The allegations, to be presented in a 10-day hearing that starts on Monday, illustrates potential legal risks for mining companies that sign pacts with Peruvian police for the provision of security services at their operations.
The lawsuit by 22 Peruvians said that Xstrata, acquired by Glencore in 2013, failed to take reasonable steps to prevent abuses by police in deadly protests at the Tintaya copper mine in 2012, said London law firm Leigh Day.
Xstrata paid, fed and provided lodging for police and knew or should have known that Peru's police tend to use excessive force, Leigh Day said.
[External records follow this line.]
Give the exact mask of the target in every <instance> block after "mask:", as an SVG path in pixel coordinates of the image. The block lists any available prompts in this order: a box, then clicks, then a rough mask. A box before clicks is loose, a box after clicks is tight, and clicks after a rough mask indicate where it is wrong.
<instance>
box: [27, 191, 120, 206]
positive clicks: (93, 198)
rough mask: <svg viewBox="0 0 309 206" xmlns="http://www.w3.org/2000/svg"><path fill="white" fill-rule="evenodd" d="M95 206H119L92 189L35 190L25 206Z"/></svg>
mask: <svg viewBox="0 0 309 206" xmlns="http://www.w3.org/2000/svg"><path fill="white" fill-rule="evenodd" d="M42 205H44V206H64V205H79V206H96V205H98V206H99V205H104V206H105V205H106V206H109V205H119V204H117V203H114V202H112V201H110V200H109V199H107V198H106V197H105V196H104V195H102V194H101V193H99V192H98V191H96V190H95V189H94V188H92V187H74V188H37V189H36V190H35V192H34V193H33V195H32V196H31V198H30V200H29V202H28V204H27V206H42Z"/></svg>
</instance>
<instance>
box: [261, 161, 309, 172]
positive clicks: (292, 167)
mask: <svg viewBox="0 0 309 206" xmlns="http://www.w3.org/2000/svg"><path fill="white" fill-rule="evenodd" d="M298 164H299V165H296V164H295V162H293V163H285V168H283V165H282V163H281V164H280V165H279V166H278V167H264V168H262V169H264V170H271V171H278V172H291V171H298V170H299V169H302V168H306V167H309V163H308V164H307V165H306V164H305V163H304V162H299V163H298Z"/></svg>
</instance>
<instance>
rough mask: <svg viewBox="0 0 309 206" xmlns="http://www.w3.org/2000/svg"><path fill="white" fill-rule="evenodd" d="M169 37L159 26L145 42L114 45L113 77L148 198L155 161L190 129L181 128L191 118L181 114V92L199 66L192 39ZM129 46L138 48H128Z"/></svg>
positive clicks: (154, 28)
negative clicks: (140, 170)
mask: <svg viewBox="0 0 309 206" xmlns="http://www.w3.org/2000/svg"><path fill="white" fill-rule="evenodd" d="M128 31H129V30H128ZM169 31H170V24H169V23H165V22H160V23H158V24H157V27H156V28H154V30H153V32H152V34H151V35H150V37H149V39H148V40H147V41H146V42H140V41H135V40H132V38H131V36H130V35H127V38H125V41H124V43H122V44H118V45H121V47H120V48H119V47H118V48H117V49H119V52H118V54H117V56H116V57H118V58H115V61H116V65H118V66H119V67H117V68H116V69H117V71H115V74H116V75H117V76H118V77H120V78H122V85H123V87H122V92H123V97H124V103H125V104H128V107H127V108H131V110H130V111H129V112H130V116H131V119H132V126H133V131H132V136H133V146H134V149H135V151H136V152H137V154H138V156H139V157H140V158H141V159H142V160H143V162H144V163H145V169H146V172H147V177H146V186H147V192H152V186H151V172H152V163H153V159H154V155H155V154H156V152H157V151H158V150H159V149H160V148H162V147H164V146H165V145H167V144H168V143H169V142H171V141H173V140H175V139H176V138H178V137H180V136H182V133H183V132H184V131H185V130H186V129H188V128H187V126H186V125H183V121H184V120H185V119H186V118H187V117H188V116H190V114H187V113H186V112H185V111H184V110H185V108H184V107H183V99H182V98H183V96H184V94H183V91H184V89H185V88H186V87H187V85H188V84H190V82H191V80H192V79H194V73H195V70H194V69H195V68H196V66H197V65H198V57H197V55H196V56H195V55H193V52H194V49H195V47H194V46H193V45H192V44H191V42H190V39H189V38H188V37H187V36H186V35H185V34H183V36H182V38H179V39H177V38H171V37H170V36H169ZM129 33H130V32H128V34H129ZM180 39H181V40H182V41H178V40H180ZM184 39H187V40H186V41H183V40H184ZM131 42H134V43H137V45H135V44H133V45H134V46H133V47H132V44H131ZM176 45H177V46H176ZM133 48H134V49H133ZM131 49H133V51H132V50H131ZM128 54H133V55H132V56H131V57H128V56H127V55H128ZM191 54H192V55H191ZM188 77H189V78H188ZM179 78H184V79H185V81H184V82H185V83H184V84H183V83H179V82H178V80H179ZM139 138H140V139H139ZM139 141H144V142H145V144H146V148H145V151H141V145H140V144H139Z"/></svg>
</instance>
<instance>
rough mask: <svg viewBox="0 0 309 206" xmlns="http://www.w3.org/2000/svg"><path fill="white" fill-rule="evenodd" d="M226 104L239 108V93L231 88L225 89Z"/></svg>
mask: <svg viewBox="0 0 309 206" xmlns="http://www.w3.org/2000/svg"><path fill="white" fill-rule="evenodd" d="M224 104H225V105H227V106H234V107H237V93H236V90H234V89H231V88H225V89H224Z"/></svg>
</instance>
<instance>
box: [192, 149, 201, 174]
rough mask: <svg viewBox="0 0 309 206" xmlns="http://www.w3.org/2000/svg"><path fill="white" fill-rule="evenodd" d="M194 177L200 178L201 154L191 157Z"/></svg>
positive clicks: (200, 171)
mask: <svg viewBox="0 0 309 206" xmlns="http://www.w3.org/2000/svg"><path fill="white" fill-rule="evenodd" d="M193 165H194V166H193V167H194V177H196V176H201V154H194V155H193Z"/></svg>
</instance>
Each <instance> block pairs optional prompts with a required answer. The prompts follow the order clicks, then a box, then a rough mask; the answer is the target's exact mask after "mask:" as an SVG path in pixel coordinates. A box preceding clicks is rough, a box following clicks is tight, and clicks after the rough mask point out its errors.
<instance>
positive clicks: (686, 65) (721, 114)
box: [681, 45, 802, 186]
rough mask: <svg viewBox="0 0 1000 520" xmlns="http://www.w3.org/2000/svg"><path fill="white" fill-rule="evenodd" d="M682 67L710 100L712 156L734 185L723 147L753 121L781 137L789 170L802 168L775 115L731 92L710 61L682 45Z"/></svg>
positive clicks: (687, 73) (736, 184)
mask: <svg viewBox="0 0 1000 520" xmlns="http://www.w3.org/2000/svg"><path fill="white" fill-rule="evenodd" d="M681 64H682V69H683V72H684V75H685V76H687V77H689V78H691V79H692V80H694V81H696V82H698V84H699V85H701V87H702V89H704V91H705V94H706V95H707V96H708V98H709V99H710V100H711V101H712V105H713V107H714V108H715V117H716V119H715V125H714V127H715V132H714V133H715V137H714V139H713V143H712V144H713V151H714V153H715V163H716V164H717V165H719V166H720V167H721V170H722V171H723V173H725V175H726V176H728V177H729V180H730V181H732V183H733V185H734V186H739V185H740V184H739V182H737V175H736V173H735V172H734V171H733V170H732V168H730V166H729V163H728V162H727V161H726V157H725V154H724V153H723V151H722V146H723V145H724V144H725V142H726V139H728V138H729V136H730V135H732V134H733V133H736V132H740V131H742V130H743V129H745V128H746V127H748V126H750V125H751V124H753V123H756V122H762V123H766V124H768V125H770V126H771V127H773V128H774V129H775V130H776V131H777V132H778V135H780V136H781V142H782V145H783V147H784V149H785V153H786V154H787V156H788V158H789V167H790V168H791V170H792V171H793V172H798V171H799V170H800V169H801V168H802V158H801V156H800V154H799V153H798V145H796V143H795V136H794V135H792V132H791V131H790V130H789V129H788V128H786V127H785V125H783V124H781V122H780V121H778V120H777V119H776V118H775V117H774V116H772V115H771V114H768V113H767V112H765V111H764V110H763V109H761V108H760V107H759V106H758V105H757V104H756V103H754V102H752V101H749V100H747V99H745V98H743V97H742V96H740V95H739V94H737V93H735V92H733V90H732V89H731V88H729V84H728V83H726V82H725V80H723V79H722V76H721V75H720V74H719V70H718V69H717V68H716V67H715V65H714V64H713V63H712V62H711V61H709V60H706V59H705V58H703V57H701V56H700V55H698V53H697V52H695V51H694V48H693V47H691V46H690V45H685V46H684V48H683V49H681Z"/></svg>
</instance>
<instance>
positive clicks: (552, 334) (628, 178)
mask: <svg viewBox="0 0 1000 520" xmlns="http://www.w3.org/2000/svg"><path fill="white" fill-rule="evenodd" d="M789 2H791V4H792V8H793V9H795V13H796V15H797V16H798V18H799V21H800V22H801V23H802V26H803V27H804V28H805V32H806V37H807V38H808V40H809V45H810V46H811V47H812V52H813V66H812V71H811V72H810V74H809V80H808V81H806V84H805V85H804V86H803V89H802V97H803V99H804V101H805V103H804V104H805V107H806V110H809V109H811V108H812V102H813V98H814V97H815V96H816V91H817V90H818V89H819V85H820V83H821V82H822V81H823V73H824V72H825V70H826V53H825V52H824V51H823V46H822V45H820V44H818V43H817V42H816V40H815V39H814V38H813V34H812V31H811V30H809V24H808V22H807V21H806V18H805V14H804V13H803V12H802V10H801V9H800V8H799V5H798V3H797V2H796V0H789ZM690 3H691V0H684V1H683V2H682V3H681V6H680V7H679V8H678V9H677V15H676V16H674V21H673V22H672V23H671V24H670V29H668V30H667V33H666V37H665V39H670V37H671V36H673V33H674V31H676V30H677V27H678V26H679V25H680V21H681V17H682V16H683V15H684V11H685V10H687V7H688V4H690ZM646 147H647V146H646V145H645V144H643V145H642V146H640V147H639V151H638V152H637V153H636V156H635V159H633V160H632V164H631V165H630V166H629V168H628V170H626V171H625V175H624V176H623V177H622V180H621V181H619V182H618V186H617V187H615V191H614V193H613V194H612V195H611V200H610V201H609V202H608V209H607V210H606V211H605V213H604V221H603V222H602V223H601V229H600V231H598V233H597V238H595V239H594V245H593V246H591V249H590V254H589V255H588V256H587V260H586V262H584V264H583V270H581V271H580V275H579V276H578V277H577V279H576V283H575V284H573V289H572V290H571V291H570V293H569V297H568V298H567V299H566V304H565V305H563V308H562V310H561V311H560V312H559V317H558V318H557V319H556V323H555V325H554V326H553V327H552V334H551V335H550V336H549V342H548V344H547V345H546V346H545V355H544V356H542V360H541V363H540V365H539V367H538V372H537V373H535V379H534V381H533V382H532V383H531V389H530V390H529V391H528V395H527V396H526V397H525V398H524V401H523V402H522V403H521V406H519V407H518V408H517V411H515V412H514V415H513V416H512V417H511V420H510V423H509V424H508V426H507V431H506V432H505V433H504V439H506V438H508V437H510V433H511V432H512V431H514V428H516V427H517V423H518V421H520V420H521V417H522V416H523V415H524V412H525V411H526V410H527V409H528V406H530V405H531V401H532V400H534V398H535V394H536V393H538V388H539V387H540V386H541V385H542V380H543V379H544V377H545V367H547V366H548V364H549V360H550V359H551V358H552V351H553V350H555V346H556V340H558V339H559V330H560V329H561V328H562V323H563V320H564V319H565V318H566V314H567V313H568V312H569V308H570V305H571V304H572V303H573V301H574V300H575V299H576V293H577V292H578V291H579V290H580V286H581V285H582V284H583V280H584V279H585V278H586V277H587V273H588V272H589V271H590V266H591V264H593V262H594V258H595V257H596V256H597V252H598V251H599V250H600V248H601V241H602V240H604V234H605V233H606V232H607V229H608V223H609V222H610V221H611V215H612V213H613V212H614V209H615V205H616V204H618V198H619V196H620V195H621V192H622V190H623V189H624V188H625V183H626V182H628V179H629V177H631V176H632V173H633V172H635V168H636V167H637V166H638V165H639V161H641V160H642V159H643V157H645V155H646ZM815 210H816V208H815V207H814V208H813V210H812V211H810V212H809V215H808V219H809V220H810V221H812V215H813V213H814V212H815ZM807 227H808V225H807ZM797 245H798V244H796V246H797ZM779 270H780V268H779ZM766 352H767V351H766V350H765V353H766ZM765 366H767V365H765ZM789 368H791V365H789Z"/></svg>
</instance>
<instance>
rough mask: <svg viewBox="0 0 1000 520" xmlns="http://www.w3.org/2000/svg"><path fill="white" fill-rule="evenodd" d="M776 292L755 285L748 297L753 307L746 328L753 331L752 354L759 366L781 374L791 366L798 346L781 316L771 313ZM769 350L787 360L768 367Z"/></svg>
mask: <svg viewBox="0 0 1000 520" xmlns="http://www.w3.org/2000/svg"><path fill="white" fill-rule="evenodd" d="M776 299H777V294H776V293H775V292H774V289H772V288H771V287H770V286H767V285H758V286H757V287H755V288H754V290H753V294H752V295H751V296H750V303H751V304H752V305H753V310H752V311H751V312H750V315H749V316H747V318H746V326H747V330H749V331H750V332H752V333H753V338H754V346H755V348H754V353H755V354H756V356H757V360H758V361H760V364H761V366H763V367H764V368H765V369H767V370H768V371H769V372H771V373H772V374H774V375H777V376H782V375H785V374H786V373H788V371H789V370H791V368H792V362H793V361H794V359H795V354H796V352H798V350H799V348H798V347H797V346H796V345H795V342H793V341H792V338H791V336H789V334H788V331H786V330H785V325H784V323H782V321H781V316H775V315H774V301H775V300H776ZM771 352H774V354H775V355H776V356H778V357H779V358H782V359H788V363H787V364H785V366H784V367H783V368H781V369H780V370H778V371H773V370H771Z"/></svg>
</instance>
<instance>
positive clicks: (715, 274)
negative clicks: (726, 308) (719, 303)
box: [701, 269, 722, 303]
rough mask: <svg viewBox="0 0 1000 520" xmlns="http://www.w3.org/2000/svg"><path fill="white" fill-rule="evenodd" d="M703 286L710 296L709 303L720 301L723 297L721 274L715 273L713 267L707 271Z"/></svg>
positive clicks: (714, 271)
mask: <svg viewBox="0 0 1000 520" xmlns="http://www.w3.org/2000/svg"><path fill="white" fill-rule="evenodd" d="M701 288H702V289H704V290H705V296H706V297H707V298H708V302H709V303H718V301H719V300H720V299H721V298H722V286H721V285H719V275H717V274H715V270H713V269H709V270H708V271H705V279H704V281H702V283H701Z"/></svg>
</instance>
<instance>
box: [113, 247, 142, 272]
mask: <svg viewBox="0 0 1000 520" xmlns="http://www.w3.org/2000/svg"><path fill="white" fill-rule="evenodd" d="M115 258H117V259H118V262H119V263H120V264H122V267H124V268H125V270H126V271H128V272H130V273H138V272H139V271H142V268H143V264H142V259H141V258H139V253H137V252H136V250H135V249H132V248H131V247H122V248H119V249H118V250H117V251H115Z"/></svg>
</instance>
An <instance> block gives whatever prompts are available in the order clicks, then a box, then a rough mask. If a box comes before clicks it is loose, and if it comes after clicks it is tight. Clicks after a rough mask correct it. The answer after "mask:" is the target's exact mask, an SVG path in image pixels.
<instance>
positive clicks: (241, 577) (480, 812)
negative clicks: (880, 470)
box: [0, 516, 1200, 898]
Glencore said Xstrata was not responsible for actions taken by the Peruvian National Police (PNP) in policing the protests and noted that the lawsuit does not allege that Xstrata or the mine's private security force harmed anyone.
Xstrata "appealed to the PNP to respect the human rights of protesters before and during the protest," Glencore said in a statement.
Like many mining companies in Peru, Xstrata had signed an agreement with Peru's national police for the provision of security services at Tintaya, which stopped operating in 2013.
The agreements, which usually include payment for police, have long been criticized by activists who say it creates a police force loyal to companies instead of the broader public.
Defenders of the agreements say that they allow companies to pay for their policing needs in poor, remote regions where they tend to operate alongside villages that lack basic services.
Leigh Day law firm said that a Peruvian villager believed to have been shot by police in the 2012 unrest will attend the hearing. The case will be determined under Peruvian law, the firm said.